La “Revolución libertadora” que desplazó ilegítimamente al peronismo del
gobierno, lo priva de sus cátedras y lo encarcela por dar refugio a John W.
Cooke. Una vez liberado, apoya el levantamiento del general Valle en junio de
1956. Fracasado el intento y perseguido por la tiranía, huye a Uruguay para
luego radicarse en España, donde ejerce el periodismo y da conferencias.
Respecto al exilio, sostuvo Pepe: “Me he dado cuenta ahora lo que es el exilio.

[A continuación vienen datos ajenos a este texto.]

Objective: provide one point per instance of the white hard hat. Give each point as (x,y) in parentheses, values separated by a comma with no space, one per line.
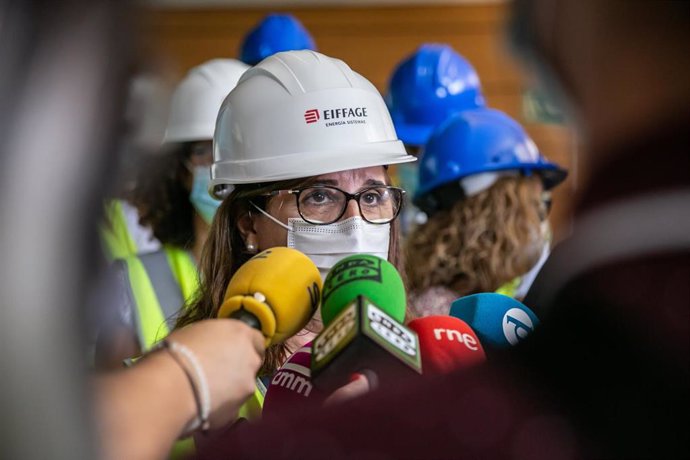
(301,114)
(196,100)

Es una sensación de ausencia definitiva, de muerte, de no ser nada, de estar
olvidado” . De su correspondencia de la época surge nítidamente el espíritu de
un hombre que “[…] no podía estar ausente de las circunstancias de su país.

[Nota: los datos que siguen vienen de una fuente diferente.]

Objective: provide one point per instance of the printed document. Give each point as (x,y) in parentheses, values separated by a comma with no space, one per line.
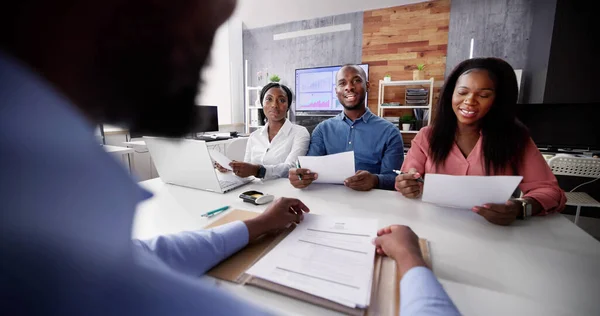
(220,159)
(333,169)
(468,191)
(327,256)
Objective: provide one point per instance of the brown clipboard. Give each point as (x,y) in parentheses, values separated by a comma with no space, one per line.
(385,298)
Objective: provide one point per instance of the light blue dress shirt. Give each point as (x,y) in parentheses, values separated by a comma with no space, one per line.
(377,144)
(67,213)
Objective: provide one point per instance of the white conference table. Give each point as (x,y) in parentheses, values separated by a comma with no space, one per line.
(542,266)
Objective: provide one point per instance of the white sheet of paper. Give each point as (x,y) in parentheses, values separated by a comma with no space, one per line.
(327,256)
(468,191)
(220,159)
(333,169)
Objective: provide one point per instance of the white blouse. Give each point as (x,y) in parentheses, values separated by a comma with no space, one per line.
(281,154)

Dedica hojas enteras, a veces hasta los márgenes, a especular sobre la situación
política argentina. También se intuyen los miedos de este memorioso: ‘Me choca
que se me haya olvidado así. Nunca mencionan mis libros’" , le confiesa a su
entrañable amigo y discípulo Fermín Chávez.
Vuelto al país en 1958, prosigue con su enorme producción: “El pronunciamiento
de Urquiza” (1960), “El revisionismo responde” (1964), “Rivadavia y el
imperialismo financiero” (1964), “La guerra del Paraguay y las montoneras
argentinas” (1965), “Rosas nuestro contemporáneo” (1979), “El fetiche de nuestra
Constitución” (1984), “Análisis histórico de la dependencia argentina”.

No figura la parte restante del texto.